Stamp duty shockwave felt at top of property ladder

Stamp duty shockwave felt at top of property ladder

The average price of property coming to market reached another all-time high this month, up by £3,843 or 1.3 per cent to a new record of £307,033.

Online property portal Rightmove’s monthly index revealed this increase was driven by second-stepper and top of the ladder sectors, while smaller properties in the first-time buyer and buy-to-let sector saw a monthly price drop of 1.4 per cent.

The chancellor’s autumn statement announcement of the April buy-to-let stamp duty deadline created momentum and an early impetus to the bottom of the market, which also had the knock-on effect of energising the higher sectors of the market, according to Rightmove’s director Miles Shipside.

He said “Chains need a buyer at the bottom to enable everyone to move, and that was boosted by investors looking to avoid the 3 per cent levy introduced on 1 April.”

The bottom sector of the market with two bedrooms or fewer has in recent years seen high demand from both first-time buyers and buy-to-let investors, creating upwards price pressure, but as the demand boost from those looking to complete before the deadline has now dissipated, there was a drop-off in sale price in this typical first-time-buyer and investor sector.
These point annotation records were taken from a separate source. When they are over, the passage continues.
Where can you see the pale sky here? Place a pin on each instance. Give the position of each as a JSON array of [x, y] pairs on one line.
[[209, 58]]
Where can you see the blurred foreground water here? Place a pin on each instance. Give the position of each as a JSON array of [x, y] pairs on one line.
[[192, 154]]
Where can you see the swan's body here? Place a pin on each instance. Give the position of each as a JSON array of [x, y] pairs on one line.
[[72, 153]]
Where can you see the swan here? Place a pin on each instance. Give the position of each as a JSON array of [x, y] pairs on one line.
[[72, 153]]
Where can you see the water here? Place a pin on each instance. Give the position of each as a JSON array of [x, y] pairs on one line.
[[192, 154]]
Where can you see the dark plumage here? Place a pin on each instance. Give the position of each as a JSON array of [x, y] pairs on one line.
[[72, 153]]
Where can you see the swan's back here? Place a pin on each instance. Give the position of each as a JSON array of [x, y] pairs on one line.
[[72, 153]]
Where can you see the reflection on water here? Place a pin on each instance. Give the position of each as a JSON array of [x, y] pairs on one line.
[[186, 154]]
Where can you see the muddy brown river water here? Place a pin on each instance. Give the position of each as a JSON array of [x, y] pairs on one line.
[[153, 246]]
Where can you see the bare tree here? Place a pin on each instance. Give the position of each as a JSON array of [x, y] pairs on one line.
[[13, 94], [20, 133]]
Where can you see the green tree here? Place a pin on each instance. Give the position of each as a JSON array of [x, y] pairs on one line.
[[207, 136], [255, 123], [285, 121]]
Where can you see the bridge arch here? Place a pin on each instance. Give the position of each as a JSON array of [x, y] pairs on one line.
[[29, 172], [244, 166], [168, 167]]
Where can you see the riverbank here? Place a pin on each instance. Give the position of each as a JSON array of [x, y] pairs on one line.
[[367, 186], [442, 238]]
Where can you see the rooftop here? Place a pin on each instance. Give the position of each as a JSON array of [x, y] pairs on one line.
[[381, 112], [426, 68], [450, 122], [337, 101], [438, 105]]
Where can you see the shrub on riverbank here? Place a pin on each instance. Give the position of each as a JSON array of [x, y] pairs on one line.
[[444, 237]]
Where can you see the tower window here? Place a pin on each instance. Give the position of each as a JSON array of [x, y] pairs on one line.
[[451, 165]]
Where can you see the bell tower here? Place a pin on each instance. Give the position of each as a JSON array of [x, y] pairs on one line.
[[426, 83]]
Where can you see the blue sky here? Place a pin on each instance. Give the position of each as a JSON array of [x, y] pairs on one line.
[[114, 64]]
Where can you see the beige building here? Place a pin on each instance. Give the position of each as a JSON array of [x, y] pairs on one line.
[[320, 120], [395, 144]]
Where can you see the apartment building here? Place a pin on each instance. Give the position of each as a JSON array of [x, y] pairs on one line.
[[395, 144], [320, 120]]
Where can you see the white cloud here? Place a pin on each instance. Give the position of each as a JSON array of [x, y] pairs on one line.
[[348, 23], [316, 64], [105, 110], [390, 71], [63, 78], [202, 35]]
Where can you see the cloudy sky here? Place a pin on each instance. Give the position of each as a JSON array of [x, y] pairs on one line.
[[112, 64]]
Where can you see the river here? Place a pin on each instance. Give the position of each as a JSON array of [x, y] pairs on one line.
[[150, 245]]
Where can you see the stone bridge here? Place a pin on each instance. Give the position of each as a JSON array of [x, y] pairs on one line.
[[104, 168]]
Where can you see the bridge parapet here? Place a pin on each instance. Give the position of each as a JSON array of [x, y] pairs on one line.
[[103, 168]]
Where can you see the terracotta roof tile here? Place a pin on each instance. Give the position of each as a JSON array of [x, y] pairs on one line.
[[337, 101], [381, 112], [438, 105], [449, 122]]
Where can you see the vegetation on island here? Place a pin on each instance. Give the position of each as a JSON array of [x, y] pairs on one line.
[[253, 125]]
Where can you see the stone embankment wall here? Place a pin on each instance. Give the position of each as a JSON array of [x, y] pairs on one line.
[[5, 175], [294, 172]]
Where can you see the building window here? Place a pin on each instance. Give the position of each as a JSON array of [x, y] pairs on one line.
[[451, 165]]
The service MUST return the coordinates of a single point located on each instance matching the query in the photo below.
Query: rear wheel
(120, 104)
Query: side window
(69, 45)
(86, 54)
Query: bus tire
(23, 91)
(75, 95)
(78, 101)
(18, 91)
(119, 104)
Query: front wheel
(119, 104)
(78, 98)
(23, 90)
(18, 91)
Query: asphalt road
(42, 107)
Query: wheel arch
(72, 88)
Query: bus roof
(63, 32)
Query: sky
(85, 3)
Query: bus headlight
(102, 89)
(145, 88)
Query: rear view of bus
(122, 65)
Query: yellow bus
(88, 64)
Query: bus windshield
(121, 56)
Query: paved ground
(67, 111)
“However, the momentum it created looks to have enabled owner-occupiers of these properties to trade up,” said Mr Shipside. “This has built an onward chain reaction of higher demand in higher price brackets as more people can move.”

Upwards price pressure has moved into the typical second-stepper sector (three or four bedrooms excluding four bedroom detached properties) with prices up by 0.6 per cent (£1,512) this month.

The ‘top of the ladder’ sector (four bedroom detached and five bedrooms or more) has seen the biggest increase this month, up by 1.9 per cent (£9,970) although their annual rate of increase remains the least at 5.1 per cent.

Mr Shipside observed while some felt there would be a stampede of existing landlords selling to other landlords, these figures indicate many of those who sold during the buy-to-let rush were actually first-time sellers looking to trade up.

He said: “They used the heightened demand from investors competing fiercely with first-time buyers to springboard themselves onto the next rung of the housing ladder.”

Jeremy Duncombe, director of the Legal & General Mortgage Club, warned year-on-year prices remained on their upwards trajectory above inflation. “As a result, affordability is a lingering concern, particularly in areas such as London and the south east.

“If we want to ensure large swathes of the public are not priced out of the market, construction companies will need to take advantage of the various government initiatives on offer in order to increase supply and help ease house price inflation in future years.”